In 2006, Dr. Barach, joined Dr. Samuel Seiden in publishing "Wrong-Side/Wrong-Site, Wrong-Procedure, and Wrong-Patient Adverse Events,"a research paper for the Archives of Surgery.
Doctors Barach and Seiden said their research uncovered data from 4 different sources that shows "WSPEs are more common than generally accepted or than is reported in the literature."
As an associate professor at the University of South Florida's School of Health, Dr. Wolfson currently serves on Florida's Patient Safety Coalition. So he knows from experience how often these events happen and how patients in Florida can pay whether the surgery is successful or not.
"There's no good reason for charging somebody for something that you broke,' Wolfson told the I-Team. "In fact you should go out of your way as soon as you found out that you broke it to let them know... fix it and give them a lollipop on their way out."
There is a movement to change this practice.
A group of large private insurers, led by Becky Cherney and her Florida Health Care Coalition, is moving to try to get doctors and hospitals to voluntarily STOP billing for their mistakes.
If not, Cherney says this group is contemplating further action such as going to state legislators to change the law.

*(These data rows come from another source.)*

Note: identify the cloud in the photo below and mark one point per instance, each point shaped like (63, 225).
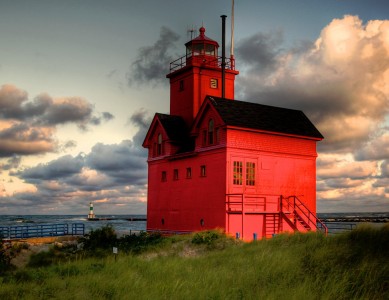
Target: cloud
(152, 62)
(113, 175)
(142, 120)
(376, 149)
(58, 169)
(341, 82)
(28, 127)
(12, 163)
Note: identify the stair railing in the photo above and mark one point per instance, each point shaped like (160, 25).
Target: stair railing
(297, 207)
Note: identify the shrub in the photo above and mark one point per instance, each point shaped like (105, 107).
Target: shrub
(139, 243)
(205, 237)
(4, 258)
(102, 238)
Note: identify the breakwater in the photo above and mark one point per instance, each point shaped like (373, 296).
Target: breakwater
(41, 230)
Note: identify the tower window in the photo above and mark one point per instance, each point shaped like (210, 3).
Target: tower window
(160, 145)
(210, 131)
(175, 174)
(163, 176)
(188, 173)
(203, 172)
(204, 137)
(250, 173)
(213, 83)
(238, 173)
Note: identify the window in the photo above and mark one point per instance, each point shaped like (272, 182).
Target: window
(202, 171)
(204, 137)
(155, 150)
(250, 173)
(163, 177)
(213, 83)
(188, 172)
(160, 145)
(210, 131)
(238, 172)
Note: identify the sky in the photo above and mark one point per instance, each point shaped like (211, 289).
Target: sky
(80, 81)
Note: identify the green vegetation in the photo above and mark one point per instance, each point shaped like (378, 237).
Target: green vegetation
(209, 265)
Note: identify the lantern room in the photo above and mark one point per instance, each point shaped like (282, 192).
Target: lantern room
(202, 48)
(198, 74)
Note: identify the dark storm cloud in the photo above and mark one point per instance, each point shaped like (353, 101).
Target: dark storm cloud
(142, 120)
(338, 81)
(152, 62)
(21, 139)
(260, 51)
(111, 175)
(58, 169)
(28, 127)
(125, 162)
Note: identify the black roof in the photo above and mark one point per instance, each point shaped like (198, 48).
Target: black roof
(175, 127)
(264, 117)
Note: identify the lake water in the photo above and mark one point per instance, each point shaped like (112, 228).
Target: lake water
(122, 226)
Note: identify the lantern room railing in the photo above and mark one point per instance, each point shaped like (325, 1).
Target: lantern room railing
(215, 62)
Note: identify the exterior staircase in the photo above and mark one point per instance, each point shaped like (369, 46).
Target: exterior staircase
(298, 216)
(272, 225)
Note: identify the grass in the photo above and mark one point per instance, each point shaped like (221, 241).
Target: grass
(209, 265)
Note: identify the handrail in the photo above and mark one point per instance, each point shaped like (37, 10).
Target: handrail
(181, 62)
(316, 221)
(41, 230)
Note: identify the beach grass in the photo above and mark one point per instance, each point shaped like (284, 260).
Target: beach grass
(209, 265)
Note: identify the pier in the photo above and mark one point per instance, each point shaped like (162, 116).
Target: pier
(113, 219)
(43, 230)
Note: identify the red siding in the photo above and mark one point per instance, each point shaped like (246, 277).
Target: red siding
(183, 203)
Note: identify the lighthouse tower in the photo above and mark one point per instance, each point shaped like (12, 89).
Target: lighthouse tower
(198, 74)
(91, 214)
(217, 162)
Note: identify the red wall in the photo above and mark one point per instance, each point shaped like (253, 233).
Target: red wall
(284, 166)
(183, 203)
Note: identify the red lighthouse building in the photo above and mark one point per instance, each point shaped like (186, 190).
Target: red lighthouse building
(214, 162)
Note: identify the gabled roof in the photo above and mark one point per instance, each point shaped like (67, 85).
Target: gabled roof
(175, 129)
(264, 117)
(174, 126)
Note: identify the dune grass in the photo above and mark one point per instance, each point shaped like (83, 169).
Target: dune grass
(209, 265)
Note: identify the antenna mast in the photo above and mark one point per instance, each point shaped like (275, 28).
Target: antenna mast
(232, 37)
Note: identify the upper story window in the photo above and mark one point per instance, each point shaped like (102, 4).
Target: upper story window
(211, 132)
(188, 173)
(250, 173)
(175, 174)
(163, 176)
(238, 173)
(160, 145)
(203, 171)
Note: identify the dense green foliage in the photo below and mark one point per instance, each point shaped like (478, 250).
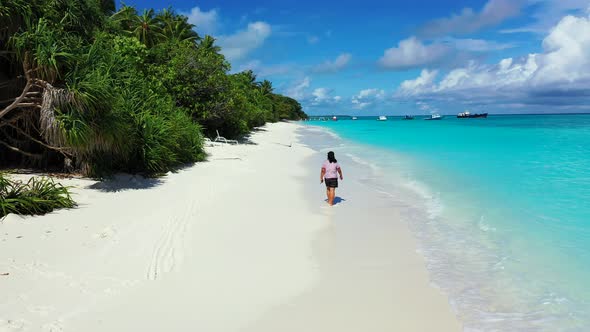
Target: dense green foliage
(37, 196)
(89, 88)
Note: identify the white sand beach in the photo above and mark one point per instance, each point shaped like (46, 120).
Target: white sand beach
(243, 242)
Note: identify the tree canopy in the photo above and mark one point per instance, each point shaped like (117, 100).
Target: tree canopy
(86, 87)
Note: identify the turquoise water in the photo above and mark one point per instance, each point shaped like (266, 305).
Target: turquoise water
(506, 210)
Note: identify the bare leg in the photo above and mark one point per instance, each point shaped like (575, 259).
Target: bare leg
(331, 196)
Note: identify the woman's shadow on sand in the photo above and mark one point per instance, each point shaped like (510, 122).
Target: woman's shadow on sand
(337, 200)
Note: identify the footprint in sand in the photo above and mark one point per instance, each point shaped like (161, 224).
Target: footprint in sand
(169, 250)
(12, 325)
(106, 233)
(56, 326)
(41, 310)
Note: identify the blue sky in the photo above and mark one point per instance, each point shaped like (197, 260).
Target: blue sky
(407, 57)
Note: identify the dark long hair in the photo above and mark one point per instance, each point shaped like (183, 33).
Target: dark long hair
(331, 157)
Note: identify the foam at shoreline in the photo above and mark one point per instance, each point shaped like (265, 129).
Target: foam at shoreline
(463, 259)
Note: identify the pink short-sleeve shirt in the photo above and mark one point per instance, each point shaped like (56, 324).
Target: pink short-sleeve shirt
(331, 169)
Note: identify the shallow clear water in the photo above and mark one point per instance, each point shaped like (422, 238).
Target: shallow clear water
(504, 214)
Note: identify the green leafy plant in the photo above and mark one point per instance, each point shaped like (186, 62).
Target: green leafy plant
(39, 195)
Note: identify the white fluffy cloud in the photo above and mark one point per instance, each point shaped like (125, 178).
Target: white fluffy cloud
(298, 89)
(334, 66)
(239, 44)
(468, 21)
(560, 73)
(367, 97)
(411, 53)
(422, 83)
(205, 21)
(323, 96)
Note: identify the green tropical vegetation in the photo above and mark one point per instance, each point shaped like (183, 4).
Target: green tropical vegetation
(90, 88)
(36, 196)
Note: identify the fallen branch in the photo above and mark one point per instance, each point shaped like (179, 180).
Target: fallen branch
(28, 154)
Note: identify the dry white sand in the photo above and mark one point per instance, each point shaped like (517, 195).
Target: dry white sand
(232, 244)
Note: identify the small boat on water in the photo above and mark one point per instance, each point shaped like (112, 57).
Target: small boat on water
(468, 115)
(434, 117)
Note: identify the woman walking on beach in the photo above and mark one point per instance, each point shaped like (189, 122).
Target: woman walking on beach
(330, 172)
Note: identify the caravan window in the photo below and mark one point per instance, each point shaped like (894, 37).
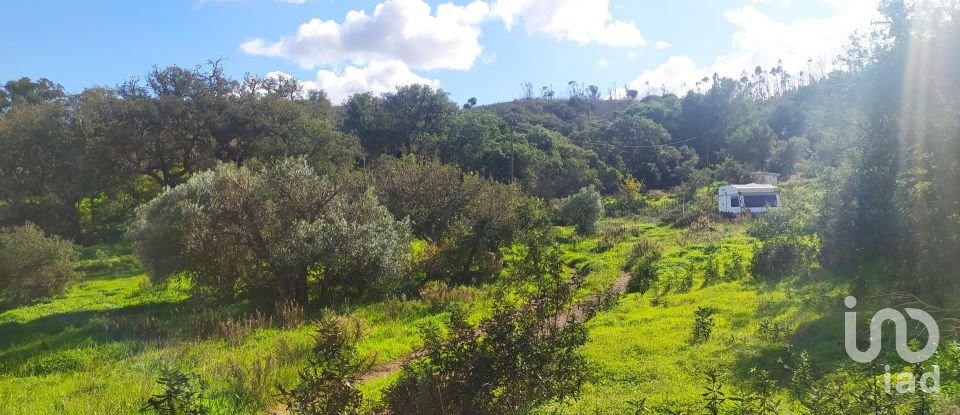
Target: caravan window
(760, 200)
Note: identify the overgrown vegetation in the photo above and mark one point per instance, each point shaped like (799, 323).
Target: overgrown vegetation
(34, 266)
(415, 238)
(267, 232)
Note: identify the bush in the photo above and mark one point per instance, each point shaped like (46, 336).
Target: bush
(34, 266)
(520, 358)
(266, 232)
(583, 210)
(787, 256)
(328, 385)
(183, 394)
(640, 264)
(702, 325)
(464, 219)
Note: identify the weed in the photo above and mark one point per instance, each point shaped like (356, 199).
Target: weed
(183, 394)
(702, 325)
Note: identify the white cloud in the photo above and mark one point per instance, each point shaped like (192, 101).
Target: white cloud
(582, 21)
(761, 41)
(402, 30)
(676, 74)
(377, 77)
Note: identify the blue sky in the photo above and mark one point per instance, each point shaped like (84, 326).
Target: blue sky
(476, 48)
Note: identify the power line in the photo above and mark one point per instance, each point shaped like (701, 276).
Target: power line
(628, 146)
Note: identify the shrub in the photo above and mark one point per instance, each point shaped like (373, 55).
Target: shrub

At the University of Miami's Miller School of Medicine they're not waiting on lawmakers.
Professors at UM's Miller School of Medicine are, right now, specifically training future doctors to acknowledge they make mistakes...correct the mistakes... and professors are teaching future doctors to learn NOT charge the patient to fix those mistakes the doctors made.
Rusty Juergens is still trying to understand his near-death experience, two days in the hospital, $18 thousand in medical bills, and a knee which still has not been fixed.
"It's a bit of a rip off. It's rip off," Juergens says. "And the insurance company needs to look into this. Because it's costing each and every one of us."